Stu has an irreverent tone to him today. Was it the pineapple liqueur we plied him with before the road trip to Tijuana? I guess it could have started there, but the tequila probably sealed the deal. Whatever the cause, this man certainly doesn’t know the meaning of off-switch. He’s off, don’t get me wrong there. I suppose the main discrepancy lies in his knowledge of what it means to be “on.” He has his own notions, which all point toward an absence of critical thought and an inherent acceptance of the status quo, which definitely do not endear him to the youths of today. And after all, who pulls the strings around here?

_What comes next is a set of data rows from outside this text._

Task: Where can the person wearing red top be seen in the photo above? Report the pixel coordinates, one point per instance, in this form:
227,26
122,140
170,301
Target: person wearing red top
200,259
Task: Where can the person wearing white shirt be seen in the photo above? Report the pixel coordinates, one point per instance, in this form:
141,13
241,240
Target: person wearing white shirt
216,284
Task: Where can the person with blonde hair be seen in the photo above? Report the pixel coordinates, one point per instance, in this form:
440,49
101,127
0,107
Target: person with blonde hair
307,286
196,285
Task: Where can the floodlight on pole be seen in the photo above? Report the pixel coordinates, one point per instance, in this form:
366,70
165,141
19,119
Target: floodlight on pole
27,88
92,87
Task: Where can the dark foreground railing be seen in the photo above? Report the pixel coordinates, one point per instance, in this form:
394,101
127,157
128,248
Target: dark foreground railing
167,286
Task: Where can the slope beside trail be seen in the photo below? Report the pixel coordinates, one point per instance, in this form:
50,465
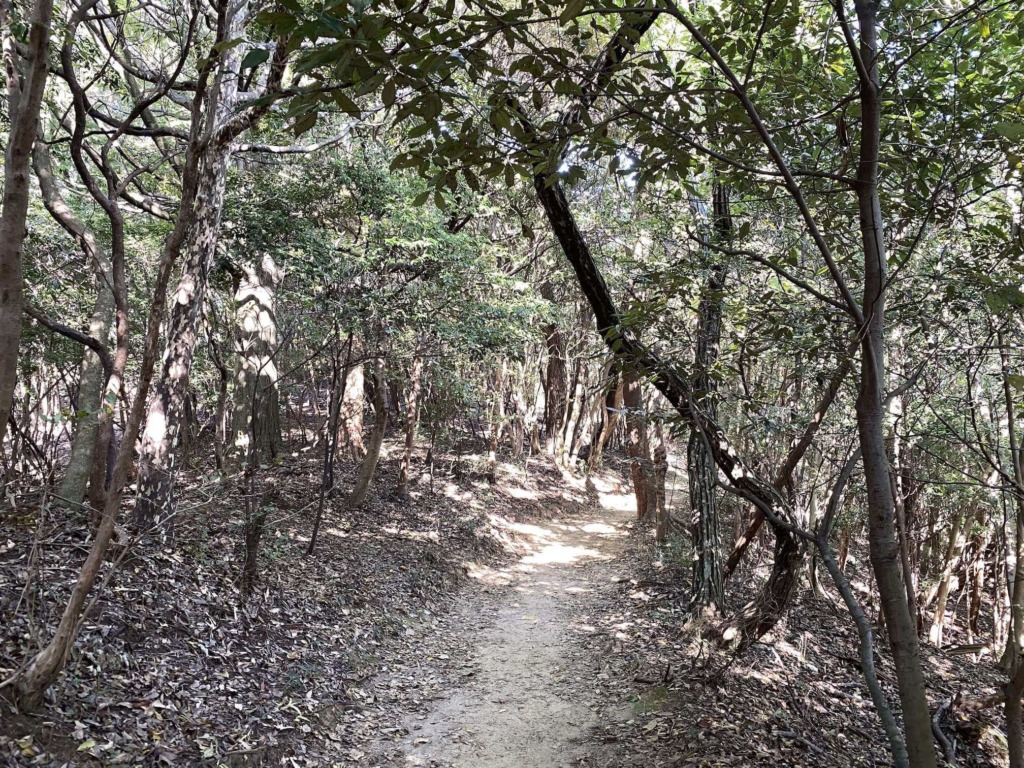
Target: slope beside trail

There are two answers:

The financial benefactor who supplies the dollars and necessitates prudence through their old-world viewpoint that relies on fear-based tactics

and

The youthful tastemaker who takes it upon him/herself to challenge whatever position may have formed over the past quarter-century and invent a hybrid form of expression that (over the subsequent quarter-century) pervades all social conventions and leads to the same cycle of adherence as with what had been previously-established–ironic, yes? This process will be repeated ad infinitum until either (A) the species evolves and outgrows such petty matters, or (B) we all die horrific, gruesome deaths at our own hands.

No matter what transpires, it’s important to remember that, to our tragic figure Stu, everything is relative, and there’s no point in making any more friends if it’ll just lead to pointless poisonings.